I have a small organization which is doing machine learning on a large streaming data set which increases in size and complexity by the day. We're finding our macbooks increasingly inadequate for the throughput and we generally want to structure the app in a mature way, with an eye toward a production environment that would withstand scrutiny.
We aren't engineers or even great programmers. I know R much better than anything else, mostly due to the outstanding community around the language. Of necessity, the code base is therefore R-centric and we want to avoid the cycle of prototyping in R and then translating to another language.
Therefore, I'm considering investing in a more powerful local machine to do the heavy lifting, and using Spark/ sparklyr to handle the data/ modeling, along with a local db.
A local desktop can be arbitrarily powerful (and expensive). Thinking about the hardware has generated a few questions, and I'd be grateful for any opinionated replies:
Q1. Given a single machine with potentially 1+ GPUs (eg powerful nVidia GPUs), and a one+ powerful multithreaded CPU(s), will Spark (in local mode) efficiently find and use those resources?

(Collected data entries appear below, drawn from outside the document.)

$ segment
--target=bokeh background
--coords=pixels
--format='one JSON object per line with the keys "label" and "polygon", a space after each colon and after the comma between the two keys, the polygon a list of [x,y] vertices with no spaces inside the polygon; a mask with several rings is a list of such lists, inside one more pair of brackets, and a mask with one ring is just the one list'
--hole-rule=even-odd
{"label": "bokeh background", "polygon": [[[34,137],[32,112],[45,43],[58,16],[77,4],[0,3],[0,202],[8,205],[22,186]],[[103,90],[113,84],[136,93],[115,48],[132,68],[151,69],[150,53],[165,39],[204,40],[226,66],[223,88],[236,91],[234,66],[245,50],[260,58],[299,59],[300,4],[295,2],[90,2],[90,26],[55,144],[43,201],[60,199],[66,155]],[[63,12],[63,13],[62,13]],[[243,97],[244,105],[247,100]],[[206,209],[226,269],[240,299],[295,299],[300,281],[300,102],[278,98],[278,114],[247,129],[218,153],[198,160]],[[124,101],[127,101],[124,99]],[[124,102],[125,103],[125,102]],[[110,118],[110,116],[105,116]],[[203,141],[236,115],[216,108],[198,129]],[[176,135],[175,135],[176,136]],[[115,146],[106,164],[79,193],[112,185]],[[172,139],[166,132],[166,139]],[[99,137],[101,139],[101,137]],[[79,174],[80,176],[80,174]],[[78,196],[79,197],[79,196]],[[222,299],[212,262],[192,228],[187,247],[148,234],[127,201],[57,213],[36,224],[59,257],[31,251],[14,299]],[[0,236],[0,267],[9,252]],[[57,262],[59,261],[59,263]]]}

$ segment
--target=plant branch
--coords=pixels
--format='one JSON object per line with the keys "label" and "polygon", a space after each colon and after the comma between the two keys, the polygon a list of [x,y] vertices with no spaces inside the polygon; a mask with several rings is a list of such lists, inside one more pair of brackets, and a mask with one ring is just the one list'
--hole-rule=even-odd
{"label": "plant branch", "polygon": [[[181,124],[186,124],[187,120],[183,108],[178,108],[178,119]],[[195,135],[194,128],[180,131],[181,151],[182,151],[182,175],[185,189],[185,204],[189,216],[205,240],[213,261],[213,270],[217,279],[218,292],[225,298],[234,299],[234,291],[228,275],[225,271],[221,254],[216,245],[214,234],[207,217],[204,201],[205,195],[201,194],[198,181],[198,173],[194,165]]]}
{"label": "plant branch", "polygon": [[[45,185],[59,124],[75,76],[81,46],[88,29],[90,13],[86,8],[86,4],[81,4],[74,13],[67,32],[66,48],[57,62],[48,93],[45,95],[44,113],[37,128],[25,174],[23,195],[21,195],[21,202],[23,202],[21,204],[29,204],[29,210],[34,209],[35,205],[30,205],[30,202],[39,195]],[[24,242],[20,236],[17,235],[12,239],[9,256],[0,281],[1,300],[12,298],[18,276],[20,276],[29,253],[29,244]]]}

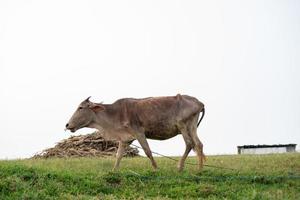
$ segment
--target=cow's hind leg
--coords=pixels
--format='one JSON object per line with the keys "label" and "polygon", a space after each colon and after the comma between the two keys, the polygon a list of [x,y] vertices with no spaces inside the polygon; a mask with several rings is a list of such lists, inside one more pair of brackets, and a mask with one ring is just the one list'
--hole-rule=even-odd
{"label": "cow's hind leg", "polygon": [[185,151],[183,156],[181,157],[181,159],[179,160],[178,163],[178,171],[181,172],[183,170],[184,167],[184,162],[187,158],[187,156],[189,155],[190,151],[192,150],[194,144],[193,144],[193,140],[191,138],[191,136],[189,135],[188,131],[186,128],[182,128],[181,129],[181,135],[183,136],[184,142],[185,142]]}
{"label": "cow's hind leg", "polygon": [[203,153],[203,144],[200,141],[200,139],[198,138],[197,135],[197,126],[196,125],[192,125],[191,126],[191,131],[189,131],[190,136],[193,140],[194,143],[194,150],[196,151],[198,160],[199,160],[199,169],[201,170],[203,168],[203,163],[205,160],[205,155]]}
{"label": "cow's hind leg", "polygon": [[152,152],[150,150],[149,144],[147,142],[146,136],[143,133],[138,133],[136,135],[136,139],[139,141],[140,145],[142,146],[145,154],[147,155],[147,157],[151,160],[151,164],[153,166],[154,169],[157,169],[157,164],[152,156]]}

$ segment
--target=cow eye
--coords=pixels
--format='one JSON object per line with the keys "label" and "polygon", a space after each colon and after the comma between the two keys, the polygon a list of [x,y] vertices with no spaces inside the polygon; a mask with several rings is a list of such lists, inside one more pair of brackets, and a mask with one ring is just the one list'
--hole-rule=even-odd
{"label": "cow eye", "polygon": [[79,107],[79,110],[81,110],[83,107]]}

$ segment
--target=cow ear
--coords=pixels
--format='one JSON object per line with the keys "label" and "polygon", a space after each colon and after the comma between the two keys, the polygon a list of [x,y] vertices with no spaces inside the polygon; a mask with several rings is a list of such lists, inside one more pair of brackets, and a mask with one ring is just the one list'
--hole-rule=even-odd
{"label": "cow ear", "polygon": [[99,111],[105,110],[104,106],[101,104],[92,104],[89,106],[89,108],[94,112],[99,112]]}

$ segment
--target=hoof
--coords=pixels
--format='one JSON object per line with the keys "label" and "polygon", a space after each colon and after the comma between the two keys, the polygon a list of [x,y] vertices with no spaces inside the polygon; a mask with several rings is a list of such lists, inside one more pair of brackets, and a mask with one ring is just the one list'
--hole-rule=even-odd
{"label": "hoof", "polygon": [[112,168],[111,171],[115,172],[115,171],[118,171],[118,170],[119,170],[119,167],[114,167],[114,168]]}
{"label": "hoof", "polygon": [[199,171],[202,171],[202,169],[203,169],[203,165],[199,165],[199,166],[198,166],[198,170],[199,170]]}
{"label": "hoof", "polygon": [[182,172],[182,171],[183,171],[183,167],[184,167],[184,166],[177,165],[177,170],[178,170],[178,172]]}
{"label": "hoof", "polygon": [[154,172],[157,172],[158,171],[158,168],[156,167],[156,168],[153,168],[153,171]]}

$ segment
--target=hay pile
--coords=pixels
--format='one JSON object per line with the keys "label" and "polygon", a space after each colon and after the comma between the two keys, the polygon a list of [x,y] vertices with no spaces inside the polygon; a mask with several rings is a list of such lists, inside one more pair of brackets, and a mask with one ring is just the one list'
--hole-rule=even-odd
{"label": "hay pile", "polygon": [[[57,143],[55,147],[35,154],[33,158],[114,156],[117,149],[117,142],[105,141],[101,134],[95,132],[88,135],[71,136]],[[124,156],[138,156],[138,153],[139,151],[136,148],[128,146]]]}

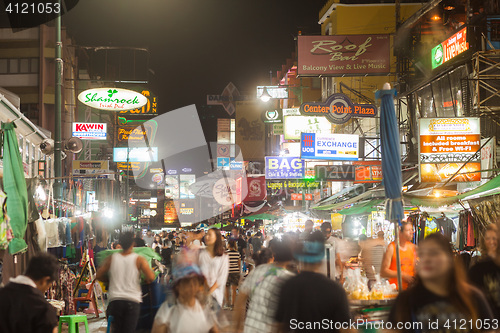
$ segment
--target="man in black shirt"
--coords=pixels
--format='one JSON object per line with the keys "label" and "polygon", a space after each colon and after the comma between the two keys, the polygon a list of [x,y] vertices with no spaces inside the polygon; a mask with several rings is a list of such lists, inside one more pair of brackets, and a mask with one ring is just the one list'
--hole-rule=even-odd
{"label": "man in black shirt", "polygon": [[229,240],[234,240],[238,243],[238,252],[240,253],[241,260],[245,259],[245,250],[247,248],[247,242],[241,237],[240,230],[236,227],[231,229],[231,237]]}
{"label": "man in black shirt", "polygon": [[300,273],[287,280],[280,292],[275,315],[279,332],[349,331],[351,315],[344,289],[318,273],[324,255],[321,232],[307,235],[295,253]]}
{"label": "man in black shirt", "polygon": [[49,254],[33,257],[24,275],[0,289],[0,332],[55,333],[57,314],[44,293],[57,278],[59,264]]}

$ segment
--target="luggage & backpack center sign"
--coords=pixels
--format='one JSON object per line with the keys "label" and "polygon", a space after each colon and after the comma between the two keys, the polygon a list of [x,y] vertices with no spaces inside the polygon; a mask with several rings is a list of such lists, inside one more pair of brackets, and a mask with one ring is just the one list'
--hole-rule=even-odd
{"label": "luggage & backpack center sign", "polygon": [[349,97],[336,93],[325,102],[306,102],[300,106],[303,116],[325,116],[331,123],[344,124],[352,117],[373,118],[377,107],[372,104],[354,104]]}
{"label": "luggage & backpack center sign", "polygon": [[302,133],[300,155],[302,159],[357,161],[359,136],[354,134]]}

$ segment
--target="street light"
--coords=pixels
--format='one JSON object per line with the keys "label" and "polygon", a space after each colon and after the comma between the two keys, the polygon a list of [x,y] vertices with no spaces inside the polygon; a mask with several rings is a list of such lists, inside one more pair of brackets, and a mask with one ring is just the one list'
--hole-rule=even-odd
{"label": "street light", "polygon": [[269,92],[267,91],[267,87],[264,87],[264,90],[262,91],[262,95],[260,95],[260,100],[264,103],[269,102],[271,99],[271,95],[269,95]]}

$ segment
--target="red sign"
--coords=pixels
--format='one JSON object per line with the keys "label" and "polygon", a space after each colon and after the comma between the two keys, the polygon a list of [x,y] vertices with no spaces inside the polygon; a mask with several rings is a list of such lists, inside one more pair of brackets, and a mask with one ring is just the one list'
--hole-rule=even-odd
{"label": "red sign", "polygon": [[390,72],[389,35],[298,36],[299,75]]}
{"label": "red sign", "polygon": [[266,177],[248,177],[247,190],[245,202],[265,200],[267,197]]}
{"label": "red sign", "polygon": [[360,161],[352,164],[356,167],[354,183],[380,183],[382,181],[382,162]]}
{"label": "red sign", "polygon": [[[439,183],[448,180],[461,167],[463,163],[446,164],[421,164],[420,178],[422,183]],[[479,182],[481,181],[481,163],[467,163],[457,176],[453,177],[452,182]]]}
{"label": "red sign", "polygon": [[468,49],[467,28],[463,28],[432,49],[432,69],[441,66]]}
{"label": "red sign", "polygon": [[[306,201],[312,201],[313,195],[312,193],[304,194]],[[302,200],[302,193],[292,193],[292,200]]]}

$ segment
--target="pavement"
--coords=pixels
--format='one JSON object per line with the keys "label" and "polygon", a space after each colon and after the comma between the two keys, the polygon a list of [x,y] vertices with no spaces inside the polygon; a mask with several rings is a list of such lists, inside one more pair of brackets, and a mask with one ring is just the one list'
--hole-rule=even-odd
{"label": "pavement", "polygon": [[[227,320],[230,322],[230,325],[226,327],[225,329],[221,329],[221,333],[232,333],[232,311],[229,310],[223,310],[224,315],[226,316]],[[78,312],[78,315],[83,315],[85,313]],[[106,333],[107,332],[107,327],[108,327],[108,322],[106,320],[106,317],[104,314],[100,314],[99,318],[96,318],[95,314],[87,314],[87,321],[89,325],[89,333]],[[63,333],[68,332],[68,325],[63,325],[62,331]],[[83,324],[80,324],[80,332],[85,332],[83,328]],[[146,333],[150,332],[148,330],[141,330],[137,331],[137,333]]]}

Q2. Presumably peripherals (eg the monitors/ OS desktop) will consume a certain fraction of compute. Should this be taken into account up front? Or is it insignificant and/or automatically handled by Spark/ the OS anyway?
Q3. Is using Spark in local mode a good match for the described hardware setup? My understanding is that worker nodes are typically individual machines with discrete CPU/GPU/memory/disk; here we'd have 1-2 multicore CPUs, one memory, one disk, the GPUs and so on.
Q4. Are there good benchmarks on the tradeoffs in performance (this is surprisingly hard to find) for more RAM vs cores vs GPU etc.
Q5. I'd probably run linux. Is there a downside to this?
Anticipating any recs for, say, AWS or Google Compute as an alternative: there's a significant knowledge overhead for adding those to the stack and they represent somewhat of a black box of expense. Therefore, they aren't my first preference, but I'm happy to be talked out of this view.
Thank you in advance, anyone.